INFO: Startup cleanup completed: cleaned 3 stale sync records
No Stale Records¶
INFO: Running startup cleanup of stale sync progress records...
INFO: Startup cleanup completed: no stale sync records found
Disabled Cleanup¶
INFO: Startup cleanup disabled by configuration
Failed Cleanup (Non-Fatal)¶
INFO: Running startup cleanup of stale sync progress records...

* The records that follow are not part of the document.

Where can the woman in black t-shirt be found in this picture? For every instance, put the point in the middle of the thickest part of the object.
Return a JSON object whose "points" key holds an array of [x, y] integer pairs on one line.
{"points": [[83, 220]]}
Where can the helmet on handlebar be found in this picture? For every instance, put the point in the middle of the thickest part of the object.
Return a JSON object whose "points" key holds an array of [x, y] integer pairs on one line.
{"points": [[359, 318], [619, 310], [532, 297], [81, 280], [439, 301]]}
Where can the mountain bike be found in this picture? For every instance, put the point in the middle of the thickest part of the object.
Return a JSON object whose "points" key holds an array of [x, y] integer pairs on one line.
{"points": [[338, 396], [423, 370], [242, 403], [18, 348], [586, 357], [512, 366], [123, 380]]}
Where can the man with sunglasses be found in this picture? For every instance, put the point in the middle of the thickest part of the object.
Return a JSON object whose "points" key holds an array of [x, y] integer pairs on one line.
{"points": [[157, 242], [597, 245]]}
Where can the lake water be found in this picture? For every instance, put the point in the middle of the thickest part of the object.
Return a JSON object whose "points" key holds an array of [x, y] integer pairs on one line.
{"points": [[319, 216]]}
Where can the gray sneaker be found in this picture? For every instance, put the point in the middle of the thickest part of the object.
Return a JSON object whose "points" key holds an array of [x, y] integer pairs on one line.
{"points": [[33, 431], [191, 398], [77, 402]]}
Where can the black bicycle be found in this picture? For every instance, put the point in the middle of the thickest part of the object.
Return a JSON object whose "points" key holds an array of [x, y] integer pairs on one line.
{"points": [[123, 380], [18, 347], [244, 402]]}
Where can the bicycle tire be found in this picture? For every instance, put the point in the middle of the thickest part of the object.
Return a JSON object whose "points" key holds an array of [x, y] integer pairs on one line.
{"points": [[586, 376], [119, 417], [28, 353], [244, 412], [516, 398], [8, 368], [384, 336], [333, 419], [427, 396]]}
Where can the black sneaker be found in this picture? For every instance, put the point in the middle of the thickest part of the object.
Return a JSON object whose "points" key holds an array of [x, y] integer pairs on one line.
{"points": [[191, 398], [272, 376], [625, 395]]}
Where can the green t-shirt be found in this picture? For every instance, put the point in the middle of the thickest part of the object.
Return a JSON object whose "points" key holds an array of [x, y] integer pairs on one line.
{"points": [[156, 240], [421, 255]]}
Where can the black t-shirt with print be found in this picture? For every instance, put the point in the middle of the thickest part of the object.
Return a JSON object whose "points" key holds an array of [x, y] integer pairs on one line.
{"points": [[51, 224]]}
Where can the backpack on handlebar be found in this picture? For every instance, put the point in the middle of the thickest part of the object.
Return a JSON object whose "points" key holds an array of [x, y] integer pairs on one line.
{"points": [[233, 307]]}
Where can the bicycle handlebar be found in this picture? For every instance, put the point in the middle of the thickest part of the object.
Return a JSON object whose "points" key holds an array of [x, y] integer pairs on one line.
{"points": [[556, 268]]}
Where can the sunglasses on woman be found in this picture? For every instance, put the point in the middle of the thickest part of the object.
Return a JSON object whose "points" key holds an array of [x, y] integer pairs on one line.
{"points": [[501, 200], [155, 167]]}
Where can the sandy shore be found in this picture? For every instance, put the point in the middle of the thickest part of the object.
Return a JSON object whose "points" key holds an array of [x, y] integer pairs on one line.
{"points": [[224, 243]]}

ERROR: Startup cleanup failed (continuing anyway): Database connection timeout
Operational Benefits¶
Deployment Recovery¶
- Problem: After deployments, some tasks may be killed mid-execution
- Solution: Startup cleanup marks them as failed, allowing retries
Instance Restart Recovery¶
- Problem: Cloud Run instances restart, leaving orphaned in-progress records
- Solution: Next instance startup cleans up previous instance's stale tasks
Database Consistency¶
- Problem: Stuck "in_progress" records prevent new syncs and cause confusion
- Solution: Clean slate on every startup ensures consistent state
Monitoring & Alerting¶
- Benefit: Clear distinction between active tasks and failed tasks
- Metrics: Startup cleanup stats help identify infrastructure issues
Safety Features¶
Non-Blocking Startup¶
- Cleanup failures don't prevent app startup
- Errors are logged but application continues normally
- Essential for production reliability
Conservative Thresholds¶
- Default 30-minute age threshold prevents premature cleanup
- Configurable thresholds allow environment-specific tuning
- Multiple detection methods reduce false positives
Comprehensive Audit Trail¶
- All cleanup actions are fully logged
- Original worker information preserved
- Detailed timing and reason metadata
- Enables post-mortem analysis
Troubleshooting¶
High Cleanup Counts¶
If startup cleanup consistently finds many stale records: - Check: Worker instance stability - Consider: Reducing task complexity or increasing timeouts - Monitor: Worker memory and CPU usage
Cleanup Failures¶
If startup cleanup fails: - Check: Database connectivity - Verify: Firestore permissions - Monitor: Application startup logs
False Positives¶
If healthy tasks are being cleaned up:
- Increase: startup_cleanup_stale_threshold_minutes
- Check: Task heartbeat frequency
- Verify: System clock synchronization
Related Components¶
- Runtime Cleanup: Scheduled cleanup during normal operation
- API Endpoints: Manual cleanup via
/api/v1/sync-progress/cleanup - Standalone Script:
src/bin/cleanup_stale_syncs.pyfor cron jobs - Internal Endpoint:
/internal/email/cleanup-stale-syncsfor Cloud Scheduler
Robust SyncProgress Handling (June 2025)¶
The transaction sync system now mirrors the email system's robust SyncProgress handling: - SyncProgress is updated at every stage (pending, in_progress, completed, failed), with detailed context and error information. - Failed syncs are automatically reset to 'pending' for retry, ensuring reliability and idempotency. - All orchestrator and worker code now uses the same update pattern as the email system, with structured logging and error handling. - Tests have been updated to assert on sync progress updates, ensuring regression safety and business-driven coverage. - This closes the gap with the email system for progress tracking, error recovery, and user experience. - All relevant code and tests now pass, confirming the system is robust and production-ready.